Tim Lambert

Feb 15, 20132 min

Envy: I Wish I had More of That!

In our continuing quest to re-brand the Seven Deadly Sins as ‘The Super 7’, we’re ready to tackle Envy. Once you’ve seen how good it can be, you’ll want a bit of it!

Envy – the bringer of imagination?

We tend to focus on Envy as a destructive thing, but psychologists are increasingly realising that Envy also has a benign quality. Even Bertrand Russell (who didn’t have much good to say about it) conceded that Envy could be a positive driving force resulting in beneficial ends.

It is the benign enviousness that I want to explore, because I believe that envy, far from requiring us to hate those who have what we do not have, can urge us to acquire it for ourselves in a way that does good, not harm.

When a poor performing team looks at a high performing team in the same organisation, it’s only right and natural that they should feel aggrieved by what they don’t have. This initial state can then go in a number of directions:

Option A: Ignore the High Performing Team entirely.
 
Option B: Do whatever is possible to trash the High Performing Team.
 
Option C: Learn from what the High Performing Team does in order to also become a HPT.

It is the resulting action that determines whether the envious state was positive or negative. The envious state had no inherent value.

Envy implies that the thing you are envious of has a value. The value may be unique to you, or there may be a broader consensus about its value. Being envious of someone who can drink 10 pints of beer without falling over, isn’t something that I attach great value to. However, I do value the conversational skills of people and their ability to develop instant rapport. I value it, I’m envious of it, I want it, and I work on developing it.
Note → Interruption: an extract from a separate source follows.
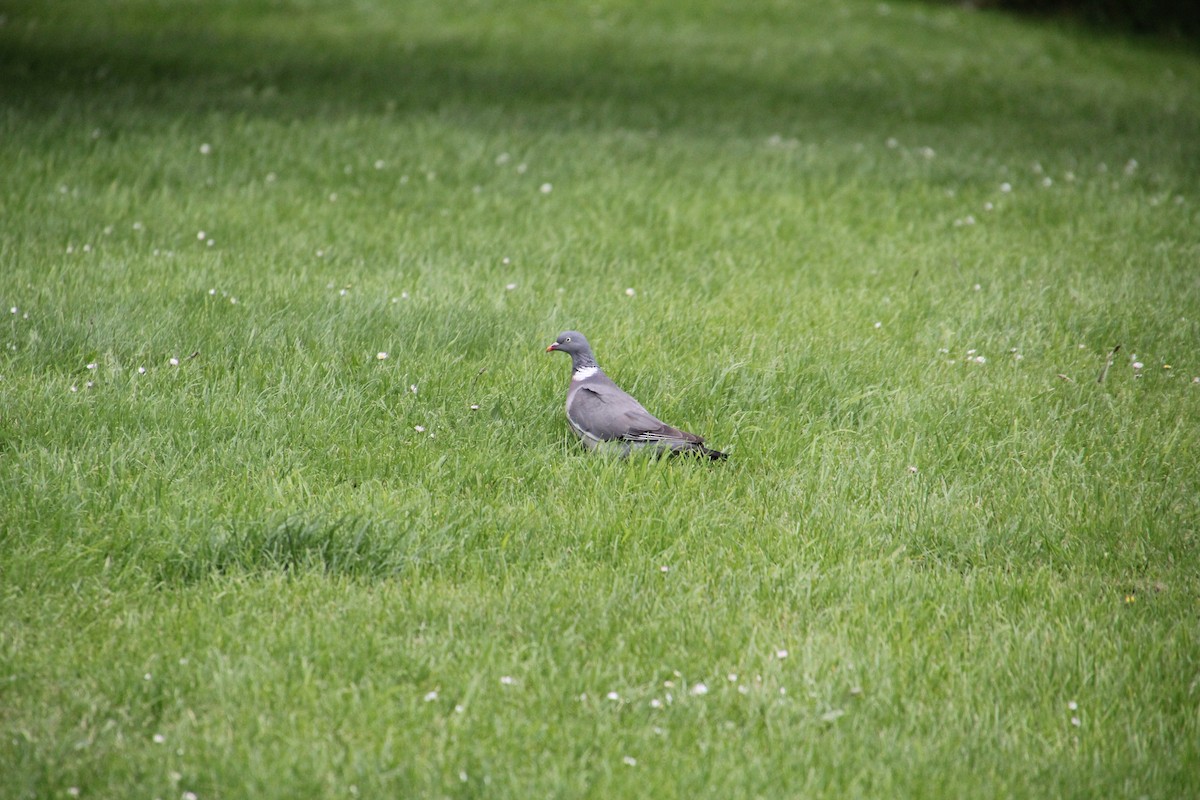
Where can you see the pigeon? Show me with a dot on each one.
(603, 415)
I also envy companies who offer fantastic customer service, produce great quality products, treat their employees with respect, have a social conscience and responsibility, invest in learning and development, have a collaborative working culture, and are agile enough to weather economic storms. For me, the very fact that there are companies out there who do all these things, means that I can use their template, draw on their vision and absorb it into the way I run my business. I’m going for Option C: learn and adopt.

Not being envious can mean that we close our eyes to what is around us. We can become parochial, small-minded, fixed on what we already have even though that may not be fit-for-purpose anymore.

That’s why I’d like to welcome Envy to join Wrath, Greed, Sloth, Pride, Lust & Gluttony as one of the Super 7.

Envy breeds imagination: it shows us what is possible; and it reminds us that there’s plenty out there to go for.